Transfer Pricing Affidavit and Documentation

The Guatemalan Regulation establishes two types of formal obligations that must be observed by taxpayers who carry out operations with related parties. These are the presentation of the Annex with its detail and the analysis of these operations, as well as a Transfer Pricing Study.

 

Transfer Pricing Affidavit (Annex)

In accordance with Article 64 of the Regulations of the Law, those taxpayers who indicate in the Annual Income Tax Affidavit that they have carried out a transaction among related parties must attach an Annex with the content indicated by the Tax Administration.

For this purpose, the ATS issues an Instructive Guide in which it indicates the Transfer Pricing Affidavits content.

 

Technical Transfer Pricing Study

Article 65 of the Law states that the taxpayer subject to the Transfer Pricing rules scope must have the information and analysis of transactions with the related parties.

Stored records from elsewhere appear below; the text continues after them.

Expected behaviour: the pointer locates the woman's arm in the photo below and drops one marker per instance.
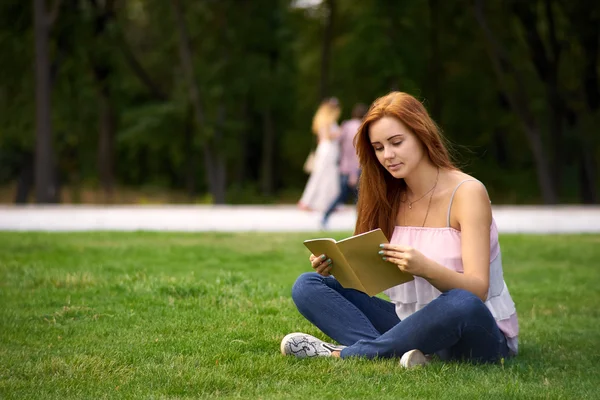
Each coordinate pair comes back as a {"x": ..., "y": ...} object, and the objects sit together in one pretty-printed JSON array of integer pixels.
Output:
[{"x": 472, "y": 211}]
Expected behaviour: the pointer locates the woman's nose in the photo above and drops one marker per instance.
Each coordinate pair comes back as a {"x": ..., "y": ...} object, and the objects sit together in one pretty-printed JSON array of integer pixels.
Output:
[{"x": 387, "y": 152}]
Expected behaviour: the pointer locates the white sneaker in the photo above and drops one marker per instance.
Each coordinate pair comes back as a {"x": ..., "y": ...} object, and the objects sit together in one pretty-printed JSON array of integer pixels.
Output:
[
  {"x": 413, "y": 358},
  {"x": 303, "y": 345}
]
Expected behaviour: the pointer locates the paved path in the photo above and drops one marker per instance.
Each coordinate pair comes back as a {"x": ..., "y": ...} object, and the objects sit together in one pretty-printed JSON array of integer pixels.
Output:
[{"x": 280, "y": 218}]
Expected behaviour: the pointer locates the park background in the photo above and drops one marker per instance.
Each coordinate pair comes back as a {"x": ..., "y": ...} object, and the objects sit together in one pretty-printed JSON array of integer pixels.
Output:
[
  {"x": 195, "y": 115},
  {"x": 106, "y": 101}
]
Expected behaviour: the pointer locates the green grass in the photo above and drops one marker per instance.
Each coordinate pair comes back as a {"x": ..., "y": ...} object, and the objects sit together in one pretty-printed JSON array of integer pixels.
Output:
[{"x": 165, "y": 315}]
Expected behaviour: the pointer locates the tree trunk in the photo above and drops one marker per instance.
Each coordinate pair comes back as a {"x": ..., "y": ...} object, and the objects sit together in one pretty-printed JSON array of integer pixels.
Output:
[
  {"x": 45, "y": 182},
  {"x": 213, "y": 160},
  {"x": 519, "y": 104},
  {"x": 589, "y": 33},
  {"x": 106, "y": 144},
  {"x": 546, "y": 65},
  {"x": 326, "y": 49},
  {"x": 26, "y": 179},
  {"x": 190, "y": 159},
  {"x": 107, "y": 119},
  {"x": 435, "y": 61},
  {"x": 268, "y": 148}
]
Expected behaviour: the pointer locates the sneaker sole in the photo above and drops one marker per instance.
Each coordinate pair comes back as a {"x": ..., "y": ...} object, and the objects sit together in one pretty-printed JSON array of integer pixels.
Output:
[
  {"x": 284, "y": 341},
  {"x": 413, "y": 358}
]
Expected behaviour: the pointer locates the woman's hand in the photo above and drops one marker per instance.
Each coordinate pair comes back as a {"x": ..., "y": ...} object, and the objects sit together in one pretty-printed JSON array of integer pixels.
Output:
[
  {"x": 322, "y": 265},
  {"x": 406, "y": 258}
]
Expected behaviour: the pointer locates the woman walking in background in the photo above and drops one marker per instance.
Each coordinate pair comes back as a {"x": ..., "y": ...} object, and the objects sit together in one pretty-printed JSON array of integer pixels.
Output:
[
  {"x": 441, "y": 230},
  {"x": 322, "y": 187},
  {"x": 349, "y": 167}
]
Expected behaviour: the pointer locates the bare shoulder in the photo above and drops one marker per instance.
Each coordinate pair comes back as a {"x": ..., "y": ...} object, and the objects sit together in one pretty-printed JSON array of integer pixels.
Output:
[{"x": 471, "y": 201}]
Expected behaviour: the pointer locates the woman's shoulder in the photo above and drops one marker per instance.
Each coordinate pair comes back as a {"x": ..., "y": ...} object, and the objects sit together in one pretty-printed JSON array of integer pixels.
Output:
[
  {"x": 465, "y": 186},
  {"x": 470, "y": 200}
]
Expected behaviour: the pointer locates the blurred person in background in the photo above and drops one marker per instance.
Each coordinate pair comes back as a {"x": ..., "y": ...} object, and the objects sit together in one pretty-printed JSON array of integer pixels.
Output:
[
  {"x": 349, "y": 167},
  {"x": 323, "y": 183},
  {"x": 441, "y": 230}
]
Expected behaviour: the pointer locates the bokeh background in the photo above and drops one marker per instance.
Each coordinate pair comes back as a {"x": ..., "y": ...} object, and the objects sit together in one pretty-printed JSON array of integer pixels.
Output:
[{"x": 211, "y": 101}]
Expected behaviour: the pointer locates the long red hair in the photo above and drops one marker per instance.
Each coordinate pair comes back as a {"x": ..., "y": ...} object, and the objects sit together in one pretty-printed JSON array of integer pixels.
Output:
[{"x": 379, "y": 192}]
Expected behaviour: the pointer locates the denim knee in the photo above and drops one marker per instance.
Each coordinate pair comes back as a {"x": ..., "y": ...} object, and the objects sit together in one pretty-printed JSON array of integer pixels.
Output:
[
  {"x": 305, "y": 286},
  {"x": 464, "y": 302}
]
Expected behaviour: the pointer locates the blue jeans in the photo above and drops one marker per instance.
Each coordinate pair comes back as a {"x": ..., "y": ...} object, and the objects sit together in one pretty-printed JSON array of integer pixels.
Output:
[
  {"x": 345, "y": 190},
  {"x": 455, "y": 326}
]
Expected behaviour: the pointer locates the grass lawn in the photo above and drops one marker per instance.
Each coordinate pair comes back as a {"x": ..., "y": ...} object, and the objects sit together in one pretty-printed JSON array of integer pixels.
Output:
[{"x": 174, "y": 316}]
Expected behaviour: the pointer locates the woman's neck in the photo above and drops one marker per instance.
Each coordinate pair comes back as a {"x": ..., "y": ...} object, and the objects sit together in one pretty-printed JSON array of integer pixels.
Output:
[{"x": 421, "y": 180}]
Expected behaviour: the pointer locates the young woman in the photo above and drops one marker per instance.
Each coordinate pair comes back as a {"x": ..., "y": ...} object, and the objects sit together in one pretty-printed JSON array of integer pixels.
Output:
[
  {"x": 323, "y": 184},
  {"x": 441, "y": 230}
]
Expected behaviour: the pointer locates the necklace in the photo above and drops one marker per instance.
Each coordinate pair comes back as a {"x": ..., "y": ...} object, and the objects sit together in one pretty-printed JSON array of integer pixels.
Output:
[
  {"x": 410, "y": 203},
  {"x": 432, "y": 190}
]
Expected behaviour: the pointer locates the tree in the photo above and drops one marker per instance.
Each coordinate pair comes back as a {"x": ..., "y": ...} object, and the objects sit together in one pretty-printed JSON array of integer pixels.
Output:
[{"x": 46, "y": 190}]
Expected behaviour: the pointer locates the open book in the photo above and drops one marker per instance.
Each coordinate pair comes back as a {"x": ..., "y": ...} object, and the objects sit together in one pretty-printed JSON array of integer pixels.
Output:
[{"x": 357, "y": 263}]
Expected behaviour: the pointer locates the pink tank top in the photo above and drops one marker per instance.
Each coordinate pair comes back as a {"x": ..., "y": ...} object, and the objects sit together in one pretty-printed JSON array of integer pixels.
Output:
[{"x": 443, "y": 245}]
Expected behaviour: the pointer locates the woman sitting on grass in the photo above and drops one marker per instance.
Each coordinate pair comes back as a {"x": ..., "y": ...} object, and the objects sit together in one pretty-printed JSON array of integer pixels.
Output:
[{"x": 440, "y": 223}]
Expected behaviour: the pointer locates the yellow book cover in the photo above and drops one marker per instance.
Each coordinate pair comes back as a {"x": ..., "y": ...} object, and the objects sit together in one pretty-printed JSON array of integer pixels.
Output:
[{"x": 357, "y": 263}]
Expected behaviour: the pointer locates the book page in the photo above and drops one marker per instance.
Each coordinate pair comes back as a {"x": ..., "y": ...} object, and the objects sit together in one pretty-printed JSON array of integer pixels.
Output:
[
  {"x": 361, "y": 252},
  {"x": 340, "y": 269}
]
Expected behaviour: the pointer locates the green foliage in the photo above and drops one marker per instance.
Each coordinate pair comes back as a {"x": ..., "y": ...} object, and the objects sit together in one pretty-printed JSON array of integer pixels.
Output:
[
  {"x": 175, "y": 315},
  {"x": 257, "y": 60}
]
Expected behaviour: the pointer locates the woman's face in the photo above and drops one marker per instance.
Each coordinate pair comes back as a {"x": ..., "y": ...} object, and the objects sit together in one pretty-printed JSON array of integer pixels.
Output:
[{"x": 396, "y": 147}]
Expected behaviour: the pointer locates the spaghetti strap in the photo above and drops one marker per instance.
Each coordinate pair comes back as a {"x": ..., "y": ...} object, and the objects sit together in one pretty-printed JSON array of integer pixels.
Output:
[{"x": 452, "y": 198}]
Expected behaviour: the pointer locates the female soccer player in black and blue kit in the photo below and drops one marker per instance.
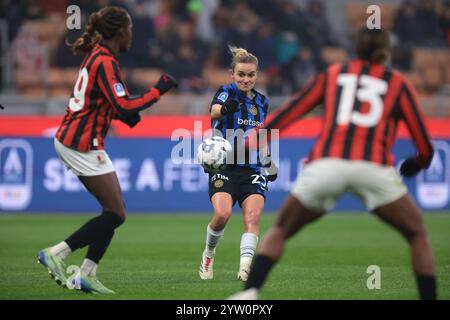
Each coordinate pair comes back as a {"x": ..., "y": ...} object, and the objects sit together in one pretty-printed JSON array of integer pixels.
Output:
[{"x": 238, "y": 108}]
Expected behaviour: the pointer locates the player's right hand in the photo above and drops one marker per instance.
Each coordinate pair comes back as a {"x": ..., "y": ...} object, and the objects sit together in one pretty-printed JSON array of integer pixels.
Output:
[
  {"x": 229, "y": 107},
  {"x": 269, "y": 168},
  {"x": 130, "y": 120},
  {"x": 410, "y": 167},
  {"x": 165, "y": 83}
]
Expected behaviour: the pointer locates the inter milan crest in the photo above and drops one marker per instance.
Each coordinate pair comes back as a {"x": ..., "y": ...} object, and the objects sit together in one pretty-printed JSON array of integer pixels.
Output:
[{"x": 218, "y": 183}]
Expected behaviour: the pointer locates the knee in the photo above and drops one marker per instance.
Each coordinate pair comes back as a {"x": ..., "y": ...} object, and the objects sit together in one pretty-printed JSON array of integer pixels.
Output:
[
  {"x": 251, "y": 217},
  {"x": 222, "y": 215},
  {"x": 414, "y": 233}
]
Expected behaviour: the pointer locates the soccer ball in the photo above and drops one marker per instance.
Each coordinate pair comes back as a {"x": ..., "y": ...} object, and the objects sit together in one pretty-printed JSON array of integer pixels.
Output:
[{"x": 212, "y": 153}]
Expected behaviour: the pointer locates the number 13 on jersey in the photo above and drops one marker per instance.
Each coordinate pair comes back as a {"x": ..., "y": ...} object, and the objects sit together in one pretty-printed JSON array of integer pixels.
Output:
[{"x": 370, "y": 90}]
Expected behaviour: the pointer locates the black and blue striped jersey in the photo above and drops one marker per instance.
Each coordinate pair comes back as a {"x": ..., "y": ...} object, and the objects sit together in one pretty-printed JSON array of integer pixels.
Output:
[{"x": 251, "y": 115}]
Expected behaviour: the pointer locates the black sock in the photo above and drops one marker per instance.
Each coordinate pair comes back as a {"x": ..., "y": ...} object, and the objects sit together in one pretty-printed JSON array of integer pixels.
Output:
[
  {"x": 96, "y": 229},
  {"x": 97, "y": 250},
  {"x": 259, "y": 271},
  {"x": 427, "y": 287}
]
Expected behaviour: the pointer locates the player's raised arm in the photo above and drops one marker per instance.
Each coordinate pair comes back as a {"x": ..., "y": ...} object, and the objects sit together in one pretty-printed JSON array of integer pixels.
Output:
[
  {"x": 413, "y": 116},
  {"x": 116, "y": 92},
  {"x": 299, "y": 104}
]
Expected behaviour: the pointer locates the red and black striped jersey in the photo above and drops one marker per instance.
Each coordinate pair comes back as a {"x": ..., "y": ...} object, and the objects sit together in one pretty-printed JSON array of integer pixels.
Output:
[
  {"x": 363, "y": 104},
  {"x": 99, "y": 96}
]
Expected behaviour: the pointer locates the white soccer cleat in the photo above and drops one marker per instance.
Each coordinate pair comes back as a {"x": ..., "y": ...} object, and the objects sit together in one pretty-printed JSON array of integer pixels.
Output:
[
  {"x": 244, "y": 270},
  {"x": 249, "y": 294},
  {"x": 206, "y": 267}
]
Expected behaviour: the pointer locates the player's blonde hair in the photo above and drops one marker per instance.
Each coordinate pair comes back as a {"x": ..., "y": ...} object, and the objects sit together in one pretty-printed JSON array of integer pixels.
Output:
[{"x": 241, "y": 55}]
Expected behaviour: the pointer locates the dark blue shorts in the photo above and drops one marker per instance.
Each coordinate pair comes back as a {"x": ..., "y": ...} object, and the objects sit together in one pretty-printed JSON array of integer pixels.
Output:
[{"x": 239, "y": 182}]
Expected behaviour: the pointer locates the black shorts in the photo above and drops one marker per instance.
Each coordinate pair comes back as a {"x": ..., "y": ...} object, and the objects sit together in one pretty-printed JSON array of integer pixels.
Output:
[{"x": 239, "y": 182}]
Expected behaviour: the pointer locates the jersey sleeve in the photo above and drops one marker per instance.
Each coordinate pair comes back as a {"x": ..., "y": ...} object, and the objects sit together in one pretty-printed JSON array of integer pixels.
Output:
[
  {"x": 220, "y": 97},
  {"x": 299, "y": 104},
  {"x": 115, "y": 91},
  {"x": 412, "y": 114}
]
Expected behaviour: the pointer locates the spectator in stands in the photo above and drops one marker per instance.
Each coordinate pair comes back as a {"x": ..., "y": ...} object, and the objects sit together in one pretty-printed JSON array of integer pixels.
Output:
[
  {"x": 428, "y": 22},
  {"x": 302, "y": 68},
  {"x": 264, "y": 45},
  {"x": 444, "y": 22},
  {"x": 406, "y": 27}
]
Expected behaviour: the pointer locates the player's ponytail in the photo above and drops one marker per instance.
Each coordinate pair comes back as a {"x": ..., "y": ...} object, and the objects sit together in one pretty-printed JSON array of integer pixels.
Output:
[
  {"x": 104, "y": 24},
  {"x": 373, "y": 45},
  {"x": 240, "y": 55}
]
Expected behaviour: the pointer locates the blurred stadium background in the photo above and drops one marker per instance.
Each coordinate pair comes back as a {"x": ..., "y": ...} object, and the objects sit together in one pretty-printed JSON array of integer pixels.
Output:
[{"x": 292, "y": 38}]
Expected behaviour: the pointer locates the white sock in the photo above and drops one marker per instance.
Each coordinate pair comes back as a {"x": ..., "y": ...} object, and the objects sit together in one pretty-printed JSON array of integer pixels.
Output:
[
  {"x": 61, "y": 250},
  {"x": 212, "y": 238},
  {"x": 89, "y": 268},
  {"x": 249, "y": 241}
]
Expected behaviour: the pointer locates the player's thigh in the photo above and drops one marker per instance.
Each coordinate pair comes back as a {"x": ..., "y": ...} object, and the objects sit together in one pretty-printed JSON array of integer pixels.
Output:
[
  {"x": 403, "y": 214},
  {"x": 224, "y": 185},
  {"x": 222, "y": 203},
  {"x": 293, "y": 215},
  {"x": 253, "y": 185},
  {"x": 320, "y": 183},
  {"x": 375, "y": 184},
  {"x": 252, "y": 208},
  {"x": 90, "y": 163},
  {"x": 106, "y": 189}
]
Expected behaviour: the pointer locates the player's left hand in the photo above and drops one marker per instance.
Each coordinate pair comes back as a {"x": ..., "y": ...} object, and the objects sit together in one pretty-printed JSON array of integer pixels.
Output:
[
  {"x": 269, "y": 168},
  {"x": 410, "y": 167}
]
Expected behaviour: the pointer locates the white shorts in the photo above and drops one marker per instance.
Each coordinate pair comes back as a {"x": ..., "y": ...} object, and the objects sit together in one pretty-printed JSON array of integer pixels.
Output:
[
  {"x": 323, "y": 181},
  {"x": 91, "y": 163}
]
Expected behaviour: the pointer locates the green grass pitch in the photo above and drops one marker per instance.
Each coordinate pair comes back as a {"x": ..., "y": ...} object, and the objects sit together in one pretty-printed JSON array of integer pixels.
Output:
[{"x": 157, "y": 257}]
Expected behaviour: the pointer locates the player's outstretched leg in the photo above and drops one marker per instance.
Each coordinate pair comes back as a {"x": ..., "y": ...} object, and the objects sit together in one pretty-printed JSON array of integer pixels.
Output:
[
  {"x": 404, "y": 215},
  {"x": 291, "y": 218},
  {"x": 222, "y": 203},
  {"x": 252, "y": 208},
  {"x": 54, "y": 264}
]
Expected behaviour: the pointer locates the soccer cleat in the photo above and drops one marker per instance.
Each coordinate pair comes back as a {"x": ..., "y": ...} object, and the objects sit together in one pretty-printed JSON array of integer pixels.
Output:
[
  {"x": 249, "y": 294},
  {"x": 90, "y": 285},
  {"x": 206, "y": 267},
  {"x": 244, "y": 270},
  {"x": 55, "y": 266}
]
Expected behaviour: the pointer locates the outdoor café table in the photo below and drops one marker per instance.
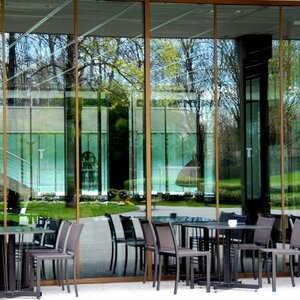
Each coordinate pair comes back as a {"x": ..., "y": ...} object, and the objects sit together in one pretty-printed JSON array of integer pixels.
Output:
[
  {"x": 228, "y": 280},
  {"x": 183, "y": 222},
  {"x": 11, "y": 283}
]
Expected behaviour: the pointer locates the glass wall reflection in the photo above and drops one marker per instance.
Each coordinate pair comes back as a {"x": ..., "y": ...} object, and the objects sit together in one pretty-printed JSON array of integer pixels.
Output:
[
  {"x": 182, "y": 108},
  {"x": 41, "y": 112},
  {"x": 111, "y": 85},
  {"x": 40, "y": 87}
]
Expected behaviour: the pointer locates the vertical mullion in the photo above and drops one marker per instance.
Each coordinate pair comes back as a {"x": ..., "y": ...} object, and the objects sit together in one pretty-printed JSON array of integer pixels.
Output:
[
  {"x": 216, "y": 110},
  {"x": 76, "y": 110},
  {"x": 4, "y": 115},
  {"x": 147, "y": 108}
]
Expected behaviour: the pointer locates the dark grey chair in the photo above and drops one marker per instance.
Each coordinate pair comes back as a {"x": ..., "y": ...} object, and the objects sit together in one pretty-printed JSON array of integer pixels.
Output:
[
  {"x": 292, "y": 251},
  {"x": 261, "y": 239},
  {"x": 167, "y": 246},
  {"x": 131, "y": 240},
  {"x": 68, "y": 253},
  {"x": 115, "y": 241},
  {"x": 60, "y": 243},
  {"x": 150, "y": 246}
]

Article 65 of the Regulations of the Law establishes, in turn that this information must be contained in the Transfer Pricing Study.

This study must be filed at the Tax Administration request, within 20 days from the receipt there of.

It will contain information about the business group, information related to the analyzed party, matrix of related parties, comparability analysis, economic analysis, adjustments made, and conclusions.

 

Sanctions for Transfer Pricing Non-Compliance in Guatemala

Article 66 of the Regulations states that non-compliance with the formal obligations related to this matter will be sanctioned in accordance with the quoted in the Tax Code.

According to paragraph 13 of article 94 of the referred Code, the no-compliance of the established reports to the Tax Administration is sanctioned with a fine of 5,000.00 Quetzals the first time and 10,000.00 Quetzals the second time.

If non-compliance occurs more than twice, the fine will be 10,000.00 Quetzals adding 1% of the gross revenues obtained during the last month in which income was declared.

On the other hand, if the amounts of transactions with related parties were agreed upon without complying with the Arm’s Length Principle, adjustments will be made to the taxable base of the Income Tax. The penalty for adjustments that result will be equivalent to 100% of the amount of the omitted tax, plus the corresponding interest.